As everyday Americans compete with each other — and investors — for housing that simply isn’t available, “you’ve got this bizarre lottery situation,” Lara Gale said, “with an asset that is treated as though it’s some kind of commodity when in fact it’s as necessary as water.”
It’s a comment that truly stabs right at the heart of the issue with American wealth.
A fundamental flaw
Because most Americans — especially middle-class Americans — hold so much of their wealth in their homes, they have an obvious incentive to protect that investment against any threat. There’s also less of a systematic incentive to increase housing supply — because so long as supply is tight, values (therefore their investments) continue to go up.
While baby boomers continue to hold a majority of the nation’s wealth, they often “use that as power to entrench the wealth that they have,” Kimbrough said.
Thus, the NIMBY (not-in-my-back-yard attitude) is born. They worry higher density living will drop their property values (a claim that’s not supported by evidence here in Utah, according to University of Utah housing researchers). Meanwhile their children and grandchildren continue to struggle to find a place to live.
“That lack of housing supply has really hit hard the younger generations that are less likely to already own a house,” Kimbrough said. And yet, the NIMBY attitude is motivated by this belief “that they need to do this to protect their wealth.”
Benjamin Keys, a professor at the Wharton School of Business, told The New York Times he worries that all this new housing wealth will only reinforce problematic aspects of the American housing market: that housing acts as both shelter and a financial asset, and homeowners, feeling like they have few alternatives to build wealth, will fight to protect that asset, in many cases through NIMBYism.
“There’s actually something that’s kind of pernicious about this,” Keys told the Times, as millions of people have made trillions of dollars the last two years by doing nothing.
“But it’s worse than that,” he continued. “It’s not that they’re not doing anything; it’s that they’ve aggressively blocked development in so many places.”
It’s also important to note that there has been a “growing deficit” in not just housing in general — but specific housing types that would be more affordable for younger, first-time homebuyers, according to a Freddie Mac report published in May of 2021.
“One of the most important reasons for this shortfall has been the severe underbuilding of entry-level homes, where most of the demand exists, especially now given the large cohort of Millennials entering the housing market,” the Freddie Mac report states.
The “main driver” of the housing shortfall has been “the long-term decline in the construction of single-family homes.

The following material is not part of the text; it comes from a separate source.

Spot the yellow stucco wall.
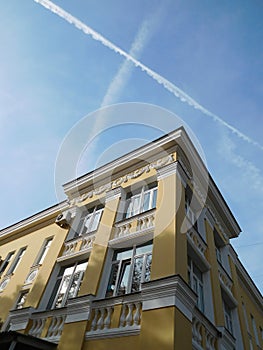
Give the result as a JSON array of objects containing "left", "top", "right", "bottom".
[{"left": 0, "top": 221, "right": 66, "bottom": 321}]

That decline has been exacerbated by an even larger decrease in the supply of entry-level, single-family homes, or starter homes,” the report states.
Between 1976 and 1979, about 418,000 entry-level, single-family homes were being built per year, making up about 34% of all new homes. But since then, as mortgage rates and demand have fluctuated amid economic conditions, that share of entry-level homes in overall construction has dropped only 7% as of 2019, according to the Freddie Mac report.
Today, here in Utah, as interest rates and home prices continue to squeeze would-be home buyers, about 70% of Utah’s households have been priced out of the median-priced home.